England arrived at their Mexico City hotel this week to a reception that would have made a League Two away trip look like a homecoming parade. The team was booed—not by opposing fans, but by hotel staff and locals who apparently did not receive the memo about professional courtesy. This is what happens when you show up in someone else’s backyard expecting a warm welcome while wearing the jersey of a nation that has spent centuries showing up in other people’s backyards.

But the booing was merely the appetizer. England’s actual menu of pre-match concerns reads like a fever dream written by a paranoid football manager on his third espresso.

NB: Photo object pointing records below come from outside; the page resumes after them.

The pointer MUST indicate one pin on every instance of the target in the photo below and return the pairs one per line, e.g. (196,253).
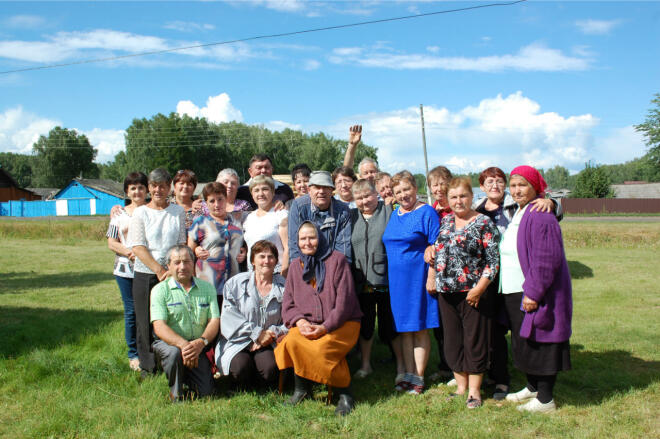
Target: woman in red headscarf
(536,285)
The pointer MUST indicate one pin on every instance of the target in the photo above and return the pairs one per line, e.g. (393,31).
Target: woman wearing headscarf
(536,284)
(322,312)
(499,206)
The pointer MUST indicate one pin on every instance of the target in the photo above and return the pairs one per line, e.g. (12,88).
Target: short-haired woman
(266,222)
(154,228)
(412,227)
(215,240)
(466,262)
(536,284)
(184,184)
(251,320)
(135,188)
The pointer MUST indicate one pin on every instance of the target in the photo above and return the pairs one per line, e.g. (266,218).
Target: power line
(261,37)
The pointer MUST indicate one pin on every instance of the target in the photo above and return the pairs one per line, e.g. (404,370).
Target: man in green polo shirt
(185,316)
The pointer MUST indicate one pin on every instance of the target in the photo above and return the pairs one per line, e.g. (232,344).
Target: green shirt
(186,313)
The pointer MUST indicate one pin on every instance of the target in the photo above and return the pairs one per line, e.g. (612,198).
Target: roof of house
(648,190)
(46,193)
(107,186)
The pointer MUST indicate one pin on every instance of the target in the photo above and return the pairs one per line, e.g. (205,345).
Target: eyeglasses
(491,183)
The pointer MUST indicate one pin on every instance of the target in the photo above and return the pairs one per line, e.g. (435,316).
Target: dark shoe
(344,405)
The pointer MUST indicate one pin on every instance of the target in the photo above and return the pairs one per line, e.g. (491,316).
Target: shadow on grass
(18,282)
(579,270)
(597,376)
(23,329)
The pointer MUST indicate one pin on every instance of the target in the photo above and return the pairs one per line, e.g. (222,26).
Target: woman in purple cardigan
(536,285)
(322,312)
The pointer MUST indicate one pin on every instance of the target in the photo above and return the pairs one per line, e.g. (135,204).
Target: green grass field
(64,372)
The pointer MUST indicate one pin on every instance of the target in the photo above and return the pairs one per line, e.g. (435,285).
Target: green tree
(62,155)
(19,166)
(592,182)
(651,130)
(172,142)
(558,178)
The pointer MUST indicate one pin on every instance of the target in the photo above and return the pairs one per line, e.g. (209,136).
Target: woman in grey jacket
(369,267)
(251,320)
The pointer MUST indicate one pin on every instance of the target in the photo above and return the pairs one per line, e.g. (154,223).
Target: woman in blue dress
(413,226)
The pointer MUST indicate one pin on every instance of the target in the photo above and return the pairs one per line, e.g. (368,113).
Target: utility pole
(426,160)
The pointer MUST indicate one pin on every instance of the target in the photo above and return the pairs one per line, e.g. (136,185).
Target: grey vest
(369,257)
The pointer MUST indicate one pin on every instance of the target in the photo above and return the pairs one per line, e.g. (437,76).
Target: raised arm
(354,137)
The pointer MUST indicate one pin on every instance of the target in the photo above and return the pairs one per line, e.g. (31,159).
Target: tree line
(180,142)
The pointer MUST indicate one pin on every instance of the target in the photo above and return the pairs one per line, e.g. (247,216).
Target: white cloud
(596,27)
(311,64)
(218,109)
(24,21)
(282,5)
(279,125)
(188,26)
(534,57)
(67,45)
(108,142)
(502,131)
(20,129)
(103,43)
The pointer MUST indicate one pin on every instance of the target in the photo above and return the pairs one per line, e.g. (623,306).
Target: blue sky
(541,83)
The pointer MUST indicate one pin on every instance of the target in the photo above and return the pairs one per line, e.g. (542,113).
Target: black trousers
(249,368)
(142,285)
(372,305)
(466,334)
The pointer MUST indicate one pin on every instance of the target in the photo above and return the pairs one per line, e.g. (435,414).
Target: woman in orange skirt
(322,311)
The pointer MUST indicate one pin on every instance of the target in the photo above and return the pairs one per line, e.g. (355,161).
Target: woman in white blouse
(135,188)
(154,228)
(267,224)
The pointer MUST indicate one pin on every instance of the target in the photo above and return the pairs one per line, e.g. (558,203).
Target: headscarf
(313,265)
(533,176)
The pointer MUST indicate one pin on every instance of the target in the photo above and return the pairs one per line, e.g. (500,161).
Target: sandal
(473,403)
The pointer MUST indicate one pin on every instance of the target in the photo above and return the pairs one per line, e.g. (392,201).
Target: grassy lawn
(64,372)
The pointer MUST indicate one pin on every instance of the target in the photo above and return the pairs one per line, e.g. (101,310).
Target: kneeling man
(185,316)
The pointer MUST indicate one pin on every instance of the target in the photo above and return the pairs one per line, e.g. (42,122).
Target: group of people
(253,280)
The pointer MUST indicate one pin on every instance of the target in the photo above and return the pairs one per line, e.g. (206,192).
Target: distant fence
(76,207)
(611,205)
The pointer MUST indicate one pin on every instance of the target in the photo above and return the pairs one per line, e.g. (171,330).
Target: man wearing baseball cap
(330,215)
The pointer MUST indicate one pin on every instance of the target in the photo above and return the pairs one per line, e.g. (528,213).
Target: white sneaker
(521,396)
(536,406)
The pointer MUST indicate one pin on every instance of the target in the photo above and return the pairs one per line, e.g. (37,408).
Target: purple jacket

First, there is the lightning situation. Mexico City sits at 2,250 metres above sea level, where the sky apparently has opinions about foreign football teams. The coaching staff is now genuinely worried about electrical storms during training. They have contingency plans for contingency plans. One imagines Gareth Southgate checking the weather app every seventeen seconds, wondering if the universe is trying to tell him something.

Then came the spying allegations. Someone—and the specificity here is delicious—claimed that opposition scouts had infiltrated the stands during previous matches. Not just watching. Infiltrating. This transformed a routine scouting operation into an international incident worthy of a John le Carré novel, except the spies were probably just taking notes on a clipboard like they do at every professional match on earth.

The hotel drama, the meteorological anxiety, the phantom espionage ring—it is as if England’s World Cup preparation has become a Netflix limited series nobody asked for. At some point, you have to wonder whether the real opponent is Mexico or simply the chaos of existing in public while trying to play football.